IQ is a college dropout with a past he regrets, and is not the easiest person to get along with. Yet he is the go-to-guy for the local community as a solver of crimes. They pay with whatever they can afford, but now IQ needs some extra cash. The only way to do that is by Juanell Dodson, the local fixer and drug dealer hooking him up with a wealthy client, Calvin Wright, aka Cal, a rapper who appears to have lost the plot, and whose life is in danger. Can IQ stop the potential assassin before it’s too late?

IQ might be a difficult novel for some readers to get into because the banter between the characters takes a while to get tuned into. However, persevere with it and you become immersed in a culture where crime, and trying to stay out of its way, is just something you live with. The trick to surviving and making something of your life is to keep your sense of humour and your friends close.

The interplay between the key characters, their strong bonds, and IQ’s ruminations are what makes this book. This is largely done through the dialogue which, bit by bit, enders you to the main protagonists until you feel you really don’t want to walk away from them when you’ve finished reading.

The complex relationship between the reticent and focused IQ and his best friend Juanell Dodson is an interesting one. Think Sherlock Holmes and Watson, only Watson is far from subtle and restrained, frequently getting himself and others around him into a spectacular mess.

But out of all the characters, Deronda, a girl on a constant hunt for someone to pay her bills, was my favourite, for her sass, speaking her mind and her ability to make the best of a bad job. I am looking forward to enjoying more of her expansive personality in the future.

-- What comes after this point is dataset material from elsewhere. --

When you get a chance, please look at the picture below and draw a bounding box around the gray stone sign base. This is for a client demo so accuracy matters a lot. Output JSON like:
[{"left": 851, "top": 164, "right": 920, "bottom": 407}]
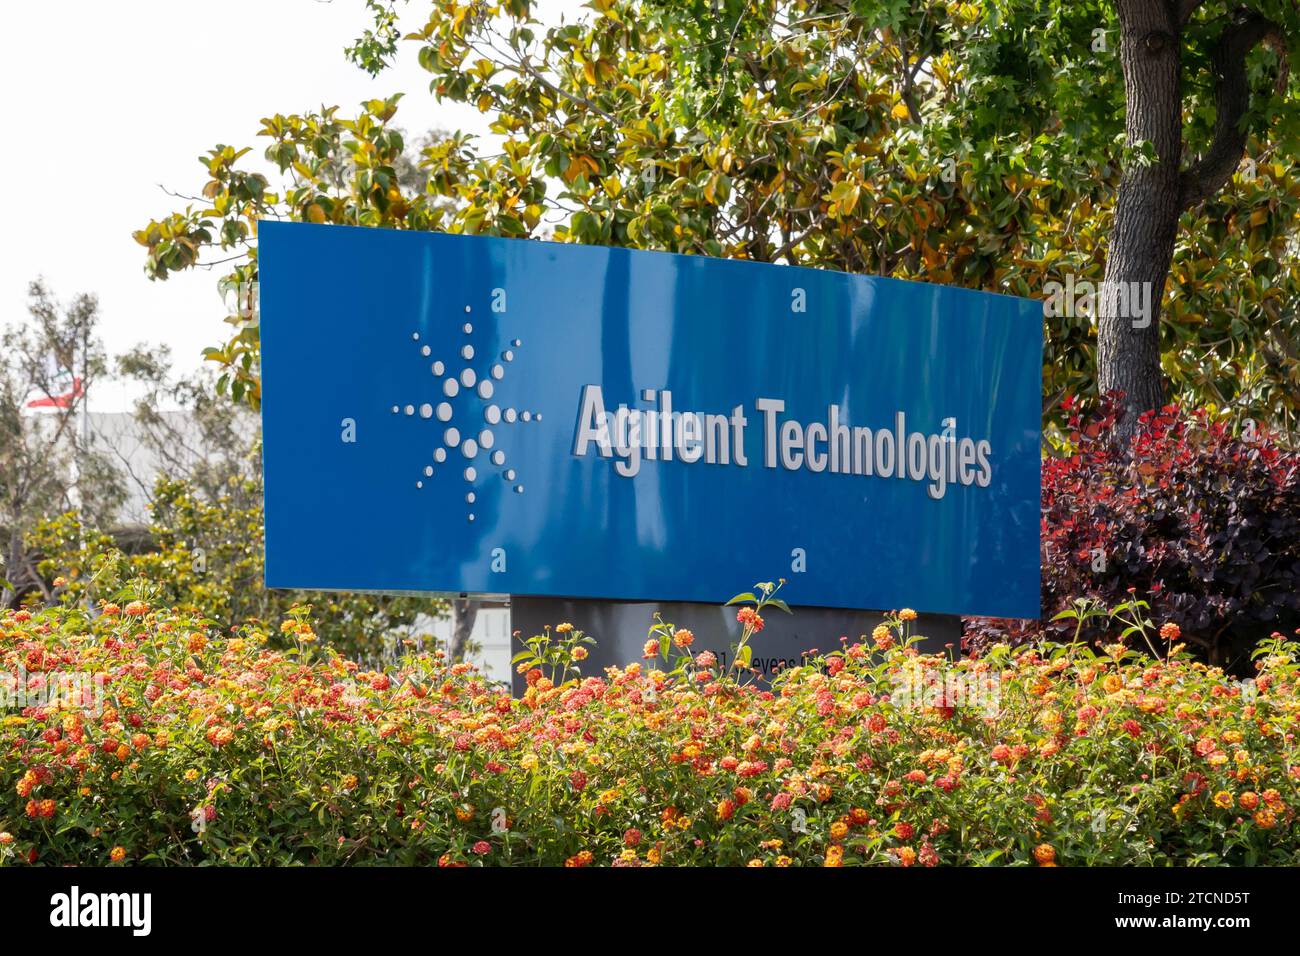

It is a plus that the characters are so well written, because it is nearly a quarter of the way through the book before IQ begins investigating the threat on the rapper’s life, so this is where the story could be said to really take off. But on reading through the early part of the book again I began to realise it was one of those stories where the more you read the more nuances you pick up, and the better it gets with each reading. The plot does jump around a bit while developing IQs’ background, which can be distracting, but there is a sense that now IQs world is bedded down Joe Ide can get down to the serious business of creating a series of books centred around IQ’s unique solving crime capabilities.

IQ was courtesy of Orion via NetGalley.